The other reason why date formats are important is because our content standard tells us they are. Now, I personally think that it’s actually far more important to associate an ISO-compliant date with a descriptive component, which can then be rendered any way you want, but since until recently our tools didn’t support that very well, I think that the DACS format of YYYY Month D brings us a step closer to easier date clean-up and extracting ISO compliant dates from date expressions.

Excel

Excel, odi et amo. Excel offers a GUI for programming-ish functions, but I find as I do more and more advanced stuff that I get frustrated by not knowing what exactly is happening with the underlying data. Dates are particularly frustrating, since Excel stores dates as a serial number starting with January 1, 1900. As an archivist who has PLENTY OF DATES from before then, this can lead to rage. There are a few ways to deal with this — if your dates are all 20th or 21st century, congratulations! You don’t have a problem. There are ways to get Excel to change the ways it assigns serial numbers, to allow for negative numbers, which let’s you do the normal sorting and date re-formatting. Or, you can store everything as text and move each part of the date string to its own column to manipulate it.

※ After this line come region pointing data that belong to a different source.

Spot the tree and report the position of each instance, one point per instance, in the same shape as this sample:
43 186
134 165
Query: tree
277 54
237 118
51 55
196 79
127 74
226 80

So, an example of a clean-up project:

Excel Dates -- untouched

In this data, we have a bit to clean up. When I start a clean-up project, I usually start with a pencil-and-paper list of all of the steps that I need to go through before I change anything. This way, I see if I need to do research about how to do a step, and I can also see if there are dependencies in the data that may require me to sequence these steps in a particular way. When you’re first learning, it’s easy to jump right in without planning, but trust me — every time I’ve been burned by automation it’s because I didn’t plan. In a live data environment, you should always know what the computer’s going to do before you run a command, even if that command is just a formula in Excel. The flip side of this is, of course, that as long as you have good back-ups, you should feel free to experiment and try new things. Just make sure you make the effort to figure out what actually happened when you’re experimenting suddenly produces the results you want to see.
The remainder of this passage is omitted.